No total, em 2021 diplomaram-se 1.531 estudantes, com destaque pela positiva para o Ensino de Educação Física (390 diplomados) e o de Educação Pré-escolar e ensino do 1º ciclo (298 diplomados).

Os sindicatos de professores têm culpado os sucessivos Governos por não darem aos professores condições de trabalho e salariais que tornem a profissão atrativa para os mais jovens.

“Em 2020/2021, inscreveram-se no 1.º ano dos vários cursos de mestrado que habilitam para a docência 2.324 estudantes”, sendo que os cursos com mais estudantes inscritos foram os de educação Pré-escolar e Ensino do 1º ciclo, seguindo-se o curso de Ensino de Educação Física.

“A procura dos cursos que conferem habilitação profissional para a docência tem vindo a diminuir nos últimos anos e o número de diplomados nesses cursos poderá não ser suficiente para suprir as necessidades futuras de professores”, alerta o estudo.

Faltam psicólogos nas escolas

As escolas têm falta de psicólogos para apoiar os alunos, revela o relatório “Estado da Educação 2021”, que salienta o facto de alguns destes profissionais trabalharem simultaneamente em várias escolas e com diferentes níveis de ensino.

No ano letivo passado, havia um rácio de um psicólogo para 744 alunos, segundo o relatório, que sublinha que tem havido uma “redução progressiva do número médio de alunos por horário de psicólogo equivalente a tempo integral, nos últimos quatro anos, no continente”.

No entanto, este número continua acima do valor máximo definido por várias “organizações internacionais de referência, que sugerem que o rácio não deverá ultrapassar os 500 a 700 alunos por psicólogo”.

O CNE sublinha que o rácio de alunos por psicólogo pode ser determinante para a qualidade dos serviços prestados, com a agravante de “frequentemente a ação destes profissionais se dividir por várias escolas e por diferentes níveis de educação e ensino”.

A situação é bastante melhor nas ilhas: no ano passado, nas escolas açorianas, cada psicólogo tinha, em média, 419 alunos.

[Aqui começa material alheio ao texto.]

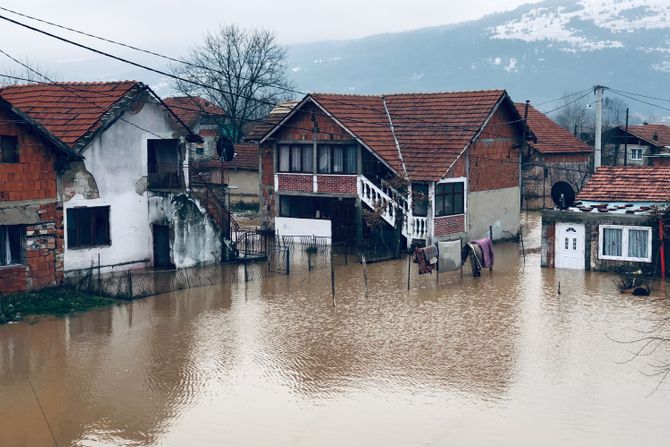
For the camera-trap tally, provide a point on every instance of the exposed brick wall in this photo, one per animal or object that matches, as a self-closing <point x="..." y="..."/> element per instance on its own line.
<point x="43" y="256"/>
<point x="34" y="177"/>
<point x="296" y="182"/>
<point x="337" y="184"/>
<point x="494" y="160"/>
<point x="447" y="225"/>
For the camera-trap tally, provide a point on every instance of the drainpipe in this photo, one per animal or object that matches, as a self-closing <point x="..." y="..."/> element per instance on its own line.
<point x="662" y="246"/>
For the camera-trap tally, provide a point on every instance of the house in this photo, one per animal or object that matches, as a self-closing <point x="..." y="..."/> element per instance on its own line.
<point x="126" y="200"/>
<point x="31" y="210"/>
<point x="641" y="145"/>
<point x="556" y="156"/>
<point x="239" y="176"/>
<point x="332" y="157"/>
<point x="613" y="225"/>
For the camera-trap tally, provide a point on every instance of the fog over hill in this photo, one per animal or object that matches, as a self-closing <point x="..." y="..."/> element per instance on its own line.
<point x="537" y="52"/>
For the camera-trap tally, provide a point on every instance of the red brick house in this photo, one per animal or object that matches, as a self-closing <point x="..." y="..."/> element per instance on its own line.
<point x="332" y="156"/>
<point x="31" y="209"/>
<point x="555" y="156"/>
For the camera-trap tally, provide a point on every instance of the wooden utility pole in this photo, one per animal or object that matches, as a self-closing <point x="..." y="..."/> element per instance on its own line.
<point x="597" y="156"/>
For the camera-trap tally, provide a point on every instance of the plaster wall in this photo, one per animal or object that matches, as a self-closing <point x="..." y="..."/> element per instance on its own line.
<point x="117" y="160"/>
<point x="496" y="207"/>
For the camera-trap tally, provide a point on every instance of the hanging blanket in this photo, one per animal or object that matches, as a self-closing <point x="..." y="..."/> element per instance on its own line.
<point x="487" y="251"/>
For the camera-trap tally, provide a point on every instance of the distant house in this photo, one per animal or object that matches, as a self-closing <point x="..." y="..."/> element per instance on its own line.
<point x="334" y="156"/>
<point x="125" y="199"/>
<point x="204" y="118"/>
<point x="646" y="144"/>
<point x="614" y="223"/>
<point x="31" y="209"/>
<point x="555" y="156"/>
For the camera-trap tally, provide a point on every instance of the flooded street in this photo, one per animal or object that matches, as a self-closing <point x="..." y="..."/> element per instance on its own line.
<point x="498" y="360"/>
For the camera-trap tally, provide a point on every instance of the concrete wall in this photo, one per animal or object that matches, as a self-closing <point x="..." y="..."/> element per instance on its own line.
<point x="288" y="226"/>
<point x="496" y="207"/>
<point x="117" y="160"/>
<point x="247" y="183"/>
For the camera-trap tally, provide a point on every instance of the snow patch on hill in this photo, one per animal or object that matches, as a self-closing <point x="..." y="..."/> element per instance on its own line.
<point x="561" y="24"/>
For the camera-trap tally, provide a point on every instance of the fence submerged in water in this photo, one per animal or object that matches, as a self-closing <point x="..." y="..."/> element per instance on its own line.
<point x="259" y="258"/>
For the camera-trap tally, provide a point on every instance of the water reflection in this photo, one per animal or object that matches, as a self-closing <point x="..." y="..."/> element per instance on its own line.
<point x="466" y="361"/>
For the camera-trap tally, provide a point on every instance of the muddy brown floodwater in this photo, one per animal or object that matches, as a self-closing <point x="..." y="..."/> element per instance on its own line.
<point x="496" y="360"/>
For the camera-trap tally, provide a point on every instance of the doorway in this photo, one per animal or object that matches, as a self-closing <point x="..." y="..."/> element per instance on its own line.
<point x="569" y="245"/>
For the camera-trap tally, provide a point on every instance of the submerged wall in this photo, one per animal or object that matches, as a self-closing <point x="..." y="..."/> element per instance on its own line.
<point x="194" y="238"/>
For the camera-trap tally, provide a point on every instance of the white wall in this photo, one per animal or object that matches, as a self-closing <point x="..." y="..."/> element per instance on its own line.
<point x="117" y="159"/>
<point x="499" y="208"/>
<point x="289" y="226"/>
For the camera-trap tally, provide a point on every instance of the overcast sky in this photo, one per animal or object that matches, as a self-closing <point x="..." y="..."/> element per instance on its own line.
<point x="175" y="25"/>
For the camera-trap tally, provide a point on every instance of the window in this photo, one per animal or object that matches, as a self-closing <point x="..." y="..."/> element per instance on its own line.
<point x="625" y="243"/>
<point x="88" y="227"/>
<point x="419" y="199"/>
<point x="9" y="149"/>
<point x="337" y="159"/>
<point x="449" y="199"/>
<point x="295" y="158"/>
<point x="636" y="154"/>
<point x="11" y="244"/>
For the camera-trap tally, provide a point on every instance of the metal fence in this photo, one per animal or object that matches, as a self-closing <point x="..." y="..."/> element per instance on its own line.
<point x="280" y="257"/>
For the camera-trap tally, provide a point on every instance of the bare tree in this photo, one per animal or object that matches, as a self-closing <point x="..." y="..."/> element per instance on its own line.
<point x="578" y="116"/>
<point x="243" y="72"/>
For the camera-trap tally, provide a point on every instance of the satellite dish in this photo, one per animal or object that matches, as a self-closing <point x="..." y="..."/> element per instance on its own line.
<point x="225" y="148"/>
<point x="563" y="195"/>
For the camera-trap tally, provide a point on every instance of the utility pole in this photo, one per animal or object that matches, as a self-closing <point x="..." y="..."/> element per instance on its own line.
<point x="625" y="144"/>
<point x="597" y="156"/>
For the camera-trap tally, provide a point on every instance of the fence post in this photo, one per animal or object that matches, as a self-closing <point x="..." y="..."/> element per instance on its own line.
<point x="332" y="274"/>
<point x="130" y="285"/>
<point x="409" y="269"/>
<point x="288" y="265"/>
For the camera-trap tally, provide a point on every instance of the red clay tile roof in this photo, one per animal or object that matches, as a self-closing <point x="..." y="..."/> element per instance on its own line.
<point x="69" y="110"/>
<point x="190" y="109"/>
<point x="255" y="130"/>
<point x="431" y="128"/>
<point x="647" y="132"/>
<point x="628" y="184"/>
<point x="551" y="138"/>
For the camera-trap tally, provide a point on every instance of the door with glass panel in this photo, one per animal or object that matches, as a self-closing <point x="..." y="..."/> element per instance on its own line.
<point x="569" y="246"/>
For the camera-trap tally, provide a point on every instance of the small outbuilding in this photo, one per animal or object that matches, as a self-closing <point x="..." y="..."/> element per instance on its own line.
<point x="616" y="222"/>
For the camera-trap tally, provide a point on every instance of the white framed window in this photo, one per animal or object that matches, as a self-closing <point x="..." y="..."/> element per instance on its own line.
<point x="636" y="153"/>
<point x="624" y="243"/>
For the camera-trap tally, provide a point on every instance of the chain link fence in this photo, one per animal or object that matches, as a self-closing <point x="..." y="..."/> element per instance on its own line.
<point x="281" y="256"/>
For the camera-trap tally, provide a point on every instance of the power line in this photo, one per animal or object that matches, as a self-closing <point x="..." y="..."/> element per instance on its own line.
<point x="554" y="100"/>
<point x="191" y="81"/>
<point x="639" y="100"/>
<point x="568" y="103"/>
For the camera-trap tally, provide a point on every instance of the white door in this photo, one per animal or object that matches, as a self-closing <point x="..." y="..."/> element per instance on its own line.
<point x="569" y="246"/>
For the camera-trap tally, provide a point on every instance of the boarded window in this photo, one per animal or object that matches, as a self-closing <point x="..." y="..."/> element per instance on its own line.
<point x="337" y="159"/>
<point x="295" y="158"/>
<point x="449" y="199"/>
<point x="88" y="227"/>
<point x="12" y="238"/>
<point x="9" y="149"/>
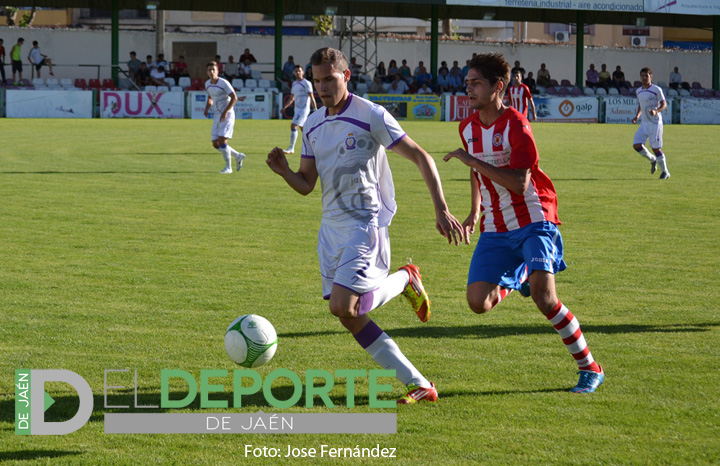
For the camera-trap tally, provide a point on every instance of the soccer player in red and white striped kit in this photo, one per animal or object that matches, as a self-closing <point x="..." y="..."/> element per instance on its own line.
<point x="520" y="243"/>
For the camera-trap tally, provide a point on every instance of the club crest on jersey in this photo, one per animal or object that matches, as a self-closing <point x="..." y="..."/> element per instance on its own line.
<point x="497" y="140"/>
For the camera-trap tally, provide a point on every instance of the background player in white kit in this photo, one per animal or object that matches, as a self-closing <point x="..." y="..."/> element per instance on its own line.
<point x="221" y="99"/>
<point x="344" y="145"/>
<point x="301" y="95"/>
<point x="651" y="103"/>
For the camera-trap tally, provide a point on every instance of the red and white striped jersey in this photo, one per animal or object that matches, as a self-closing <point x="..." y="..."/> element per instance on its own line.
<point x="519" y="97"/>
<point x="509" y="143"/>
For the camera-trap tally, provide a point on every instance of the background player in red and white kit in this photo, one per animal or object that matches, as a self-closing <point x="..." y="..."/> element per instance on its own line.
<point x="520" y="96"/>
<point x="519" y="238"/>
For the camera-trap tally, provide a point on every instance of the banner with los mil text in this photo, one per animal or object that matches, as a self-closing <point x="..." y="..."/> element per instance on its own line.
<point x="409" y="107"/>
<point x="141" y="104"/>
<point x="49" y="104"/>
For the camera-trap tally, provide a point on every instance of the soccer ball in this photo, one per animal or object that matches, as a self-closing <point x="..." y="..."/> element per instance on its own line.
<point x="250" y="340"/>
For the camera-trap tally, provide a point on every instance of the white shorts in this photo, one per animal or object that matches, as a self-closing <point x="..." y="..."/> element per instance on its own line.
<point x="357" y="257"/>
<point x="223" y="129"/>
<point x="650" y="132"/>
<point x="300" y="116"/>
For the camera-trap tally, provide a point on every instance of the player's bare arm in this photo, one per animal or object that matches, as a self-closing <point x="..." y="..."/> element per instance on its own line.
<point x="303" y="181"/>
<point x="445" y="222"/>
<point x="516" y="180"/>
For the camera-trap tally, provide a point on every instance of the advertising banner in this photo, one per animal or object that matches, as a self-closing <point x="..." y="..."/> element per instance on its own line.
<point x="140" y="104"/>
<point x="567" y="109"/>
<point x="49" y="104"/>
<point x="250" y="105"/>
<point x="409" y="107"/>
<point x="700" y="111"/>
<point x="621" y="109"/>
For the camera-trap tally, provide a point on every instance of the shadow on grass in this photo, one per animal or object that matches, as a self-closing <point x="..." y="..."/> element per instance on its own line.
<point x="35" y="454"/>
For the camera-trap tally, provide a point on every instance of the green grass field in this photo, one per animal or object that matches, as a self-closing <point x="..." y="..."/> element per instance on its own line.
<point x="123" y="248"/>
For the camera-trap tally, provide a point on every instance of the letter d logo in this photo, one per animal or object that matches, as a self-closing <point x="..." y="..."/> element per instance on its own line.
<point x="30" y="410"/>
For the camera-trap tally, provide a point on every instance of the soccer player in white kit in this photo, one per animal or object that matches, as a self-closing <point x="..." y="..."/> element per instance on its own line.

No entanto, nesse ano, houve um aumento médio de 31 alunos por técnico especializado, interrompendo a tendência decrescente dos últimos anos.

Os psicólogos representavam mais de metade dos “Técnicos Especializados” que estão nas escolas, segundo o relatório do CNE, que indica que a maior parte dos 1.509 horários é ocupada por psicólogos (636), seguindo-se os terapeutas da fala (366) e os terapeutas ocupacionais (137).

Professores têm de trabalhar em média até aos 62 para alcançarem topo da carreira

Os professores precisam de trabalhar, em média, 39 anos e ter 62 anos de idade para chegar ao último escalão da carreira.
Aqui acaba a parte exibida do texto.